Talking Points:
– EUR/USD Struggles Ahead of ECB Rhetoric- S&P Calls for Larger & Longer QE Program.
– USD/JPY Range Vulnerable to Slowing China, Waning Market Sentiment.
– USDOLLAR Continues to Coil as ADP Employment Boosts NFP Expectations- Fed on Wires.
EUR/USD
Chart – Created Using FXCM Marketscope 2.0
EUR/USD struggles to hold its ground ahead of key speeches by the European Central Bank (ECB) officials as Standard & Poor’s (S&P) anticipates the Governing Council to extend its quantitative easing (QE) program until mid-2018, with the non-standard measure increasing the central bank’s balance sheet byEUR 2.4T.
Despite the dovish tone held by the ECB, may see risk trends continue to drive EUR/USD in October as market participants treat the Euro as a ‘funding-currency;’ may need imminent signs for additional ECB support for the long-term trends to come back into play as the central bank largely endorses a wait-and-see approach.

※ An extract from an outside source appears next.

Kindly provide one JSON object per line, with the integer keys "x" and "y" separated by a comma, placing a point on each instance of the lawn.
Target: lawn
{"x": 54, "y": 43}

DailyFX Speculative Sentiment Index (SSI)shows retail crowd remains net-short EUR/USD since March 9, but the ratio remains off of recent extremes going into October as it sits at -1.29, with 44% of traders long.
USD/JPY
With USD/JPY finally posting a closing price below near-term support around 11.90-90 (100% expansion), the pair remains at risk for a further decline in the month ahead especially as the Relative Strength Index (RSI) retains the bearish formation carried over from back in May.
Even though the Bank of Japan (BoJ) is scheduled to release the Tankan survey, the key prints coming out of China may play a greater role in driving USD/JPY volatility over the next 24-hours of trade as fears surrounding the global economy drags on risk appetite.
Despite the diverging paths for monetary policy, the BoJ’s wait-and-see approach may open the door for a more meaningful downside correction in the exchange rate amid speculation for additional monetary support at the October 30 interest rate decision.